WWII-era planes gives family chance to connect, remember

MOFFETT FIELD, CA

When a B-17 landed at Moffett Field this week, the sights and sounds and smells of it brought back a lot of memories. Roy Delpier's sons, Dennis and Terry, had counted on that.

"There were a lot of heroes out of the 40s, and my father was one of them," Dennis said.

Roy is 91, an age when nothing comes easy, except maybe the urge to let up, a bit.

Before running the admissions office at San Jose State University, Roy spent 20 years in the Air Force.

He flew 24 missions, piloting a B-17s over Germany in World War II.

Roy named his plane Ruthless, after the new bride he missed back home in the states.

"Well, we hoped to be ruthless in a vicious sense, but I was ruthless without my wife, her name was Ruth," Roy said.

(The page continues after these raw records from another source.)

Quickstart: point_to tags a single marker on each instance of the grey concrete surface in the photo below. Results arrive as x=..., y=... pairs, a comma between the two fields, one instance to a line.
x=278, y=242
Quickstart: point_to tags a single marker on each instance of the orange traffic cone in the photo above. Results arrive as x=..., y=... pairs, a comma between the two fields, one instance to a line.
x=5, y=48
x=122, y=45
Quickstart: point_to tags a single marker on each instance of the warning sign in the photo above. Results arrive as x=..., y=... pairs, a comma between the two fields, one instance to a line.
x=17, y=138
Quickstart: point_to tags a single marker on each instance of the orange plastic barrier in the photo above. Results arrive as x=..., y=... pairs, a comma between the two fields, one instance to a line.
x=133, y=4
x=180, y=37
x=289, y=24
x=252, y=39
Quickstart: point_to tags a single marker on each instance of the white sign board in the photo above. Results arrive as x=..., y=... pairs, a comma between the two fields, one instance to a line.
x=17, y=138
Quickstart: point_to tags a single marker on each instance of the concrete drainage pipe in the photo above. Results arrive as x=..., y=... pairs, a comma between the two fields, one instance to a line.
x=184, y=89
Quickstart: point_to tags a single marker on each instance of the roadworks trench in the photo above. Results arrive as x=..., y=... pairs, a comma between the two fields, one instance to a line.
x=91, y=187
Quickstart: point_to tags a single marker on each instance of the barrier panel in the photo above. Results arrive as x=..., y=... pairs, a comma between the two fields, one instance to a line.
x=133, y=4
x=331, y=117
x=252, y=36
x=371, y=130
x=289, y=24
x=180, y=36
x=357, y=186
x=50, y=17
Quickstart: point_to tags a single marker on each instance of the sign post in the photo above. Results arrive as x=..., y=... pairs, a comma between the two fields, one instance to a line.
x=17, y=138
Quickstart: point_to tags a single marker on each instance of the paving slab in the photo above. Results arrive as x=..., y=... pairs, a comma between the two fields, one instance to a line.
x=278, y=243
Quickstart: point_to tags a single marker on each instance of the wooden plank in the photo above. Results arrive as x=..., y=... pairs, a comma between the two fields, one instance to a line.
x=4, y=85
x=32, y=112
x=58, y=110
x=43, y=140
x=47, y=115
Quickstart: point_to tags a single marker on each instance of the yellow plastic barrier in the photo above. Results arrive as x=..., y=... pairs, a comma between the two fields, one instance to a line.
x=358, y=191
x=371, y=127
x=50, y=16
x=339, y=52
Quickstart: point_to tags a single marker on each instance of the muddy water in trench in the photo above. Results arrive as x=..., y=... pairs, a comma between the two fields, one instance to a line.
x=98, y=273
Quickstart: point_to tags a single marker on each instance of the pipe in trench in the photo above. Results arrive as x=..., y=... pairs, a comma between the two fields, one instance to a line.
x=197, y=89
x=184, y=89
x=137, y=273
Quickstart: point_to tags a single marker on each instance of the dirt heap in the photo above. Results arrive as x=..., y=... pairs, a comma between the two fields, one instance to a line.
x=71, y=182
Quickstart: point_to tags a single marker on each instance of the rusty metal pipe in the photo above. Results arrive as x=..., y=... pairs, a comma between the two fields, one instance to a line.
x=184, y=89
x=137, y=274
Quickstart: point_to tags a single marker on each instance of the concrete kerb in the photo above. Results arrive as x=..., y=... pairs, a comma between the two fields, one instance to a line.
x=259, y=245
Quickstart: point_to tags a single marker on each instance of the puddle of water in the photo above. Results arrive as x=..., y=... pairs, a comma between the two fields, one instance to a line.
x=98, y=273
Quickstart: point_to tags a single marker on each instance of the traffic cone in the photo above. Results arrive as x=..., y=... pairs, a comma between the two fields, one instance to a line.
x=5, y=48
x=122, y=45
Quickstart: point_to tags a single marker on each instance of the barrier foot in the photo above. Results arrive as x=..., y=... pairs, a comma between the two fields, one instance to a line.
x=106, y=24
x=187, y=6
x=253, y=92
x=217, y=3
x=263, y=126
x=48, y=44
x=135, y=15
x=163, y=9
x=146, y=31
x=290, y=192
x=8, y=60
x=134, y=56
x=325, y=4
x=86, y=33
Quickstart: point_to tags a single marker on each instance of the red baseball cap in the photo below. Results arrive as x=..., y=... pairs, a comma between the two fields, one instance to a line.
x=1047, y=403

The three World War II planes that flew into Moffett this week are part of a see, touch and walk through moving museum. The Collings Foundation has put the planes on display for 30 years as a way of honoring history and the men who made it.

"I don't know how much longer we will have him; to capture this moment in the plane again with him and our remaining family is just important," Terry said.

The flight would last 30 minutes, but it carried Roy and his sons 65 years into a family's mostly unspoken lore.

Roy could easily have been one of the 30,000 Americans who died in B-17s during World War II.

But for all the fun they had up here, there was one irony in the back of Roy's mind; the fact that, having flown ruthless 24 times during the war, Roy was ruthless again, and in the most permanent sense. She passed away six years ago.

"I'm sentimental about my marriage," Roy said.

But Roy did not linger there, for long.

When the flight ended, he posed for maybe his last picture, ever, with a B-17. It shows a father and two sons connecting on the day when a life and a family history came full circle.